Relative to the program’s expansion, in his keynote address, Secretary Florencio Abad of the Department of Budget and Management (DBM) highlighted the various priorities of the Aquino administration geared to complement and support the supply-side of the Pantawid Pamilya also popularly known as conditional cash transfer (CCT) program.
“Next year we are going to invest 238 billion in basic education. For the first time in history, we are going to build more than the usual number of classrooms next year. We are going to build 45,000 classrooms,” he reported to the CSO participants.
“In terms of public health, next year we are going to fully subsidize the health insurance program of the poor and indigent households. That's about 5.2 million households”, he joyfully added.
The CSOs also play huge role in augmenting resources as the program balloons to 3 million households next year. CSOs and volunteer organizations help facilitate Family Development Sessions (FDS) under the program. CSOs have also been tapped as validators for a recent “massive updating” exercise nationwide, facilitating the updating of eligible beneficiaries’ registration at schools and health centers. Some CSOs have also participated in Community Assemblies as part of the beneficiary identification process, taken part in an on-the-ground audit of the Compliance Verification System, and assisted in the Beneficiary Updating System and in implementation of the Grievance Redress System.
As a former member of a CSO, Sec. Joel Rocamora of the National Anti-Poverty Commission (NAPC) exhorted in his speech that it has long been his dream to involve civil society groups in reforms. “Matagal ko nang naisip, paano ba natin ma-harness ang skills at organizational resources ng CSOs for focused reform. Ito ang pagkakataon para magawa natin 'yan. And how successful we are in doing that will depend upon you”, he said to the CSO participants.

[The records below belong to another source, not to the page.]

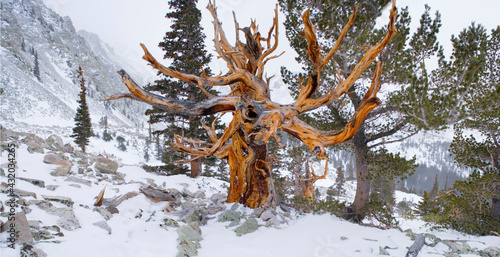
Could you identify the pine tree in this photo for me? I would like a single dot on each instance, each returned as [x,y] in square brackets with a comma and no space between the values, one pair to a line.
[340,181]
[406,111]
[36,67]
[435,188]
[184,45]
[83,126]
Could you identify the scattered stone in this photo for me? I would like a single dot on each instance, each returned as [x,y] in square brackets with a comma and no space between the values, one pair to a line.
[36,182]
[104,225]
[158,195]
[267,215]
[63,169]
[491,251]
[248,226]
[216,197]
[61,199]
[106,165]
[35,148]
[30,250]
[104,212]
[68,148]
[23,193]
[257,212]
[382,251]
[199,194]
[52,158]
[21,227]
[79,180]
[52,187]
[170,222]
[54,143]
[229,215]
[213,209]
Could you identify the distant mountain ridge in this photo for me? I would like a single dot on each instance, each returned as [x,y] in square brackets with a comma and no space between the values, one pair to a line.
[28,28]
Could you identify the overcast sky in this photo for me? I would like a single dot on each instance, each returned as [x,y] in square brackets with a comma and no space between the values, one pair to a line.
[125,23]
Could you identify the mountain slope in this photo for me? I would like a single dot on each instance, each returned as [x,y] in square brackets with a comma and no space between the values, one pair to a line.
[29,28]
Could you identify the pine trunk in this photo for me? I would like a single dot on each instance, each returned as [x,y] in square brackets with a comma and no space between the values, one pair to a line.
[196,168]
[250,175]
[354,212]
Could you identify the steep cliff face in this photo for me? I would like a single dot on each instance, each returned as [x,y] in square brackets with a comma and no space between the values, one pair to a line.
[29,31]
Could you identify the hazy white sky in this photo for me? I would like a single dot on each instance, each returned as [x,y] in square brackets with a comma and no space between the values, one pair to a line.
[125,23]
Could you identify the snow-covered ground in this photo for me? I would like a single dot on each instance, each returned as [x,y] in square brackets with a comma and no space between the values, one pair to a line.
[135,230]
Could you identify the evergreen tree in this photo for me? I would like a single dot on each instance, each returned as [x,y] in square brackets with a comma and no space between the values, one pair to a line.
[83,126]
[435,188]
[405,111]
[36,67]
[184,45]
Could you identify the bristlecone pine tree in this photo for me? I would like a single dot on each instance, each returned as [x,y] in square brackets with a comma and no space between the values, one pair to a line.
[184,45]
[83,127]
[405,112]
[255,116]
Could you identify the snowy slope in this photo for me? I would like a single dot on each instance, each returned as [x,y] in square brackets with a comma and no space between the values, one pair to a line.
[138,228]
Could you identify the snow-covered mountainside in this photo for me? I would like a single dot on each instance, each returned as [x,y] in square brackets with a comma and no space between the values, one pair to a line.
[31,29]
[144,214]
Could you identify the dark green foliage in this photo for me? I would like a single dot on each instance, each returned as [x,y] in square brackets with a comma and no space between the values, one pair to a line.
[405,112]
[184,46]
[468,207]
[121,143]
[83,126]
[36,67]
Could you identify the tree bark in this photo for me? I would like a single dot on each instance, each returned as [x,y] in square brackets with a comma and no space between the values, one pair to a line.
[196,168]
[354,212]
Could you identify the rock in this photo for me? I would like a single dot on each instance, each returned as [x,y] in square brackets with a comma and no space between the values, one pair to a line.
[382,251]
[104,212]
[158,195]
[491,251]
[188,233]
[52,158]
[67,219]
[54,143]
[79,180]
[62,170]
[106,165]
[68,148]
[199,194]
[229,215]
[35,147]
[267,215]
[21,227]
[273,222]
[24,193]
[61,199]
[213,209]
[104,225]
[36,182]
[170,222]
[52,187]
[248,226]
[29,250]
[216,197]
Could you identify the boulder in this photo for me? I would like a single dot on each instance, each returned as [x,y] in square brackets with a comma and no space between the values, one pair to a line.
[106,165]
[34,147]
[104,225]
[52,158]
[63,169]
[54,143]
[248,226]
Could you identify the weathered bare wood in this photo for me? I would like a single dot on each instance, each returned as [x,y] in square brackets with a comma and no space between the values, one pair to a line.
[255,116]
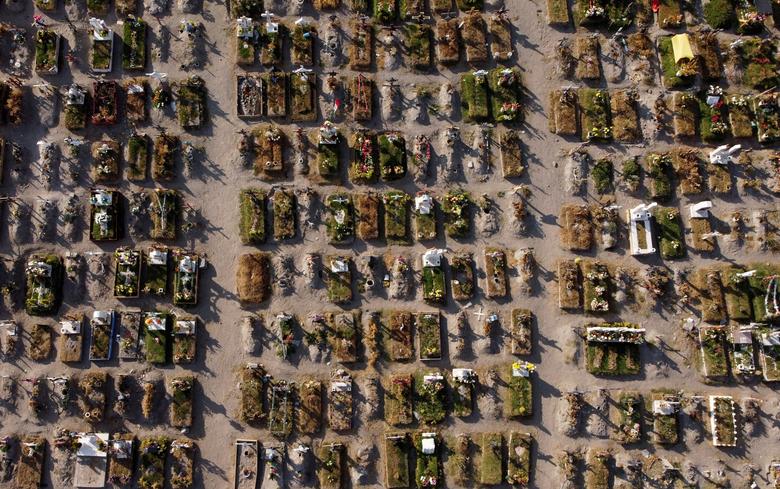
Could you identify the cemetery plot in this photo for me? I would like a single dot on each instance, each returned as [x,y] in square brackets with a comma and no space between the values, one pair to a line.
[367,215]
[626,414]
[340,220]
[253,278]
[343,335]
[520,336]
[269,142]
[361,91]
[742,352]
[577,232]
[428,452]
[275,93]
[397,335]
[433,277]
[71,341]
[330,471]
[182,463]
[512,165]
[338,279]
[271,40]
[723,421]
[92,396]
[105,105]
[712,341]
[563,112]
[505,94]
[392,156]
[251,386]
[670,232]
[249,98]
[424,216]
[184,340]
[47,52]
[303,36]
[519,460]
[130,334]
[625,116]
[163,159]
[247,465]
[595,115]
[500,38]
[75,107]
[340,401]
[397,447]
[490,459]
[741,117]
[767,111]
[429,334]
[710,293]
[398,400]
[181,401]
[156,339]
[456,206]
[127,273]
[666,408]
[430,397]
[103,326]
[418,45]
[362,168]
[285,215]
[134,45]
[464,385]
[613,348]
[328,153]
[156,271]
[396,216]
[104,216]
[447,41]
[474,99]
[495,271]
[474,37]
[303,88]
[518,399]
[43,291]
[151,468]
[137,156]
[597,286]
[121,456]
[463,276]
[586,52]
[310,409]
[105,161]
[191,103]
[29,472]
[675,75]
[252,224]
[569,289]
[280,408]
[362,46]
[598,473]
[163,211]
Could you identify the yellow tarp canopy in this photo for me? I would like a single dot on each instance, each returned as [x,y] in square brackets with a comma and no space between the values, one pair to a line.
[681,47]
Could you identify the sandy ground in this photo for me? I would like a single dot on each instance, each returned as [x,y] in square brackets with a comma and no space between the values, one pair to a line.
[212,188]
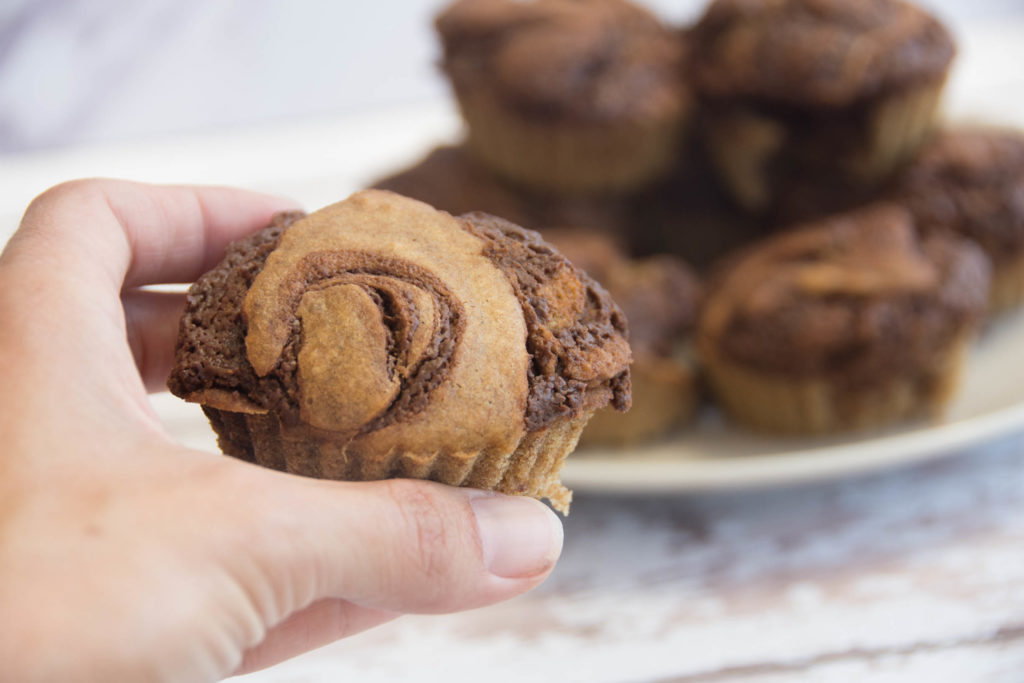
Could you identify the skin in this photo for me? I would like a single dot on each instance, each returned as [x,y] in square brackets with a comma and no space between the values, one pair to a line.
[126,556]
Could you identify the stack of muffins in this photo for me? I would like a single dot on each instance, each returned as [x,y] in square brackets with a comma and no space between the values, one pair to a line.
[766,194]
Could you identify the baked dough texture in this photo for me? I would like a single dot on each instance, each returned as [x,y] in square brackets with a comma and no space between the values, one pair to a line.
[379,337]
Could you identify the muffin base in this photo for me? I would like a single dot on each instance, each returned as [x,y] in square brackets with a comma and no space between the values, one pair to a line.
[774,403]
[569,157]
[532,469]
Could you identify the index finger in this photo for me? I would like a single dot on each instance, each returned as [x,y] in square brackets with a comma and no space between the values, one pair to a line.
[129,233]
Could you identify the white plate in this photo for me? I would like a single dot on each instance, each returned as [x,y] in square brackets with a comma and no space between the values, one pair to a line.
[318,163]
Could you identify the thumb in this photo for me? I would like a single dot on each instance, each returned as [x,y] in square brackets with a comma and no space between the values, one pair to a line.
[400,545]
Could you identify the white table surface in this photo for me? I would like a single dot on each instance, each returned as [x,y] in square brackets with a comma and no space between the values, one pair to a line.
[912,574]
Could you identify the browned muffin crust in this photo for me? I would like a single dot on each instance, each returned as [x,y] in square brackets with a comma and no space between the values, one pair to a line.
[564,59]
[211,345]
[826,53]
[659,295]
[971,182]
[564,378]
[855,298]
[569,363]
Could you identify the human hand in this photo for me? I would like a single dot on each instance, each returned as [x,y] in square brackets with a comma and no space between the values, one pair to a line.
[126,556]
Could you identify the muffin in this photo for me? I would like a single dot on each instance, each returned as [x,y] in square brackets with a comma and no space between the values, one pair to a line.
[689,215]
[659,296]
[805,102]
[971,182]
[451,179]
[381,338]
[566,95]
[851,323]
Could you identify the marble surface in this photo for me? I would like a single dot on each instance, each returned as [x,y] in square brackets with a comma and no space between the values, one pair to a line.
[908,575]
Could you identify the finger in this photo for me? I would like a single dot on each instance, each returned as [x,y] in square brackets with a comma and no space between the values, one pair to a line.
[128,233]
[317,625]
[152,323]
[82,242]
[396,545]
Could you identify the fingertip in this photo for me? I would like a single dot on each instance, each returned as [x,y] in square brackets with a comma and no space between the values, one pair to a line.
[520,538]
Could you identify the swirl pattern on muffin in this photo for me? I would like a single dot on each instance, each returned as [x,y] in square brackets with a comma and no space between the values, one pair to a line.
[379,337]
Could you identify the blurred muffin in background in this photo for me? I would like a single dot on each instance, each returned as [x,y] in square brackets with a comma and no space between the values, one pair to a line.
[971,182]
[566,95]
[659,296]
[851,323]
[805,104]
[451,179]
[689,215]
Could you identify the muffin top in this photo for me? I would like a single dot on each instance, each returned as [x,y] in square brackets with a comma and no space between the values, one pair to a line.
[659,294]
[389,325]
[564,59]
[855,297]
[815,52]
[971,182]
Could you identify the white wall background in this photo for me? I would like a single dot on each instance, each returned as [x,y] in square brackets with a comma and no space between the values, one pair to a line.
[86,71]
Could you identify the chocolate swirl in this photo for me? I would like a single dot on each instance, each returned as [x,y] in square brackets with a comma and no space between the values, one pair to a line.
[816,52]
[400,323]
[591,60]
[971,182]
[859,296]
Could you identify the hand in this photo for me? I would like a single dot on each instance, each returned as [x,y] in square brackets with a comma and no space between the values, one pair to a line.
[125,556]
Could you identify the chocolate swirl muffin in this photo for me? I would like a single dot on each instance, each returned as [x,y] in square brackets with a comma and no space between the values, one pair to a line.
[380,338]
[971,182]
[799,95]
[852,323]
[659,296]
[566,95]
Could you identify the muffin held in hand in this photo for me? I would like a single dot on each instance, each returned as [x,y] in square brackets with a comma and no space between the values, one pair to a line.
[659,296]
[852,323]
[799,96]
[381,338]
[566,95]
[971,182]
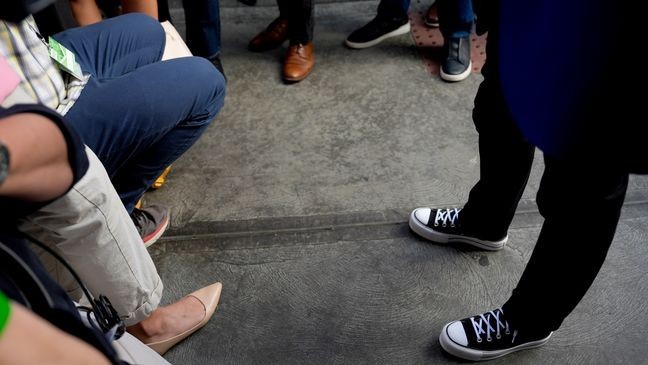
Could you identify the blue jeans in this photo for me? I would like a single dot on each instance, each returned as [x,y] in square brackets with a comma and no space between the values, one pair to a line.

CSOs’ involvement in the implementation of Pantawid Pamilya is in line with the directive of President Benigno S. Aquino III on public-private partnership in the fulfillment of his platform of Good Governance and Poverty Reduction. As of October 31, 2011, two hundred sixty eight (268) national and local NGOs, faith-based and CSOs signed Memoranda of Agreements (MOAs) with the DSWD to be actively involved in the implementation, oversight, and expansion of the Pantawid Pamilya.
The Pantawid Pamilya is a human development program of the Philippine government that invests in the education and health of children age 0-14. It helps poor families gain leverage by giving opportunity for the advancement of the young people, breaking the vicious cycle of poverty transmission from generation to generation.